What we need now is to create a custom admin action and a new permission that would let specific users (or groups) execute that action. Lets start with the later:
class Order(models.Model):
...
class Meta:
...
permissions = [("set_order_ready", "Can mark the order as ready for shipment")]
What we are doing above, is telling Django there is one more permission that should be created for this model, a permission that we will use ourselves.

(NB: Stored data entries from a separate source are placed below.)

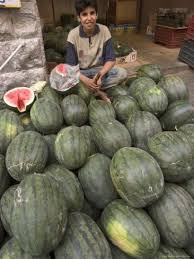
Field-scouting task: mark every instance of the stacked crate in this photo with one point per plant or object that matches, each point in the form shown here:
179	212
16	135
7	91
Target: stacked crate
186	53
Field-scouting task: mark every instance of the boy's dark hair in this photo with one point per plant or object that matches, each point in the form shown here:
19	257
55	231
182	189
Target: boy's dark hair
81	5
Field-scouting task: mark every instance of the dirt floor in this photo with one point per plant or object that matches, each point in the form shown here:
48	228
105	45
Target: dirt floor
149	52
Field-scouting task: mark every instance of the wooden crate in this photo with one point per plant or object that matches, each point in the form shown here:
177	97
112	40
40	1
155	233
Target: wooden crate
169	36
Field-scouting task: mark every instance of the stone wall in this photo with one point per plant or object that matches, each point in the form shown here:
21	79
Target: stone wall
27	66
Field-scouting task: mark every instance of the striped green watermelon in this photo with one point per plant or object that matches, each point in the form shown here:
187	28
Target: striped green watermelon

Once this is done (you need to run manage.py migrate), we can now create the action and ensure we check that the user executing it has the newly created permission:
class OrderAdmin(admin.ModelAdmin):
...
actions = ["mark_as_ready"]
def mark_as_ready(self, request, queryset):
if request.user.has_perm("shop.set_order_ready"):
queryset.update(ready=True)
self.message_user(
request, "Selected orders marked as ready", messages.SUCCESS
)
else:
self.message_user(
request, "You are not allowed to execute this action", messages.ERROR
)
mark_as_ready.short_description = "Mark selected orders as ready"
As you can see, we first check the user as the right permission, using has_perm and the newly defined permission name before proceeding with the changes.
And boom .. now we have this new feature that only lets certain users mark the orders as ready for shipment. If we try to execute this action with the test user (that does not have yet the required permission):
No permission assigned, no action for you sir
Finally we just add the permission to the user and it’s done. For today this is it, I hope you find it useful.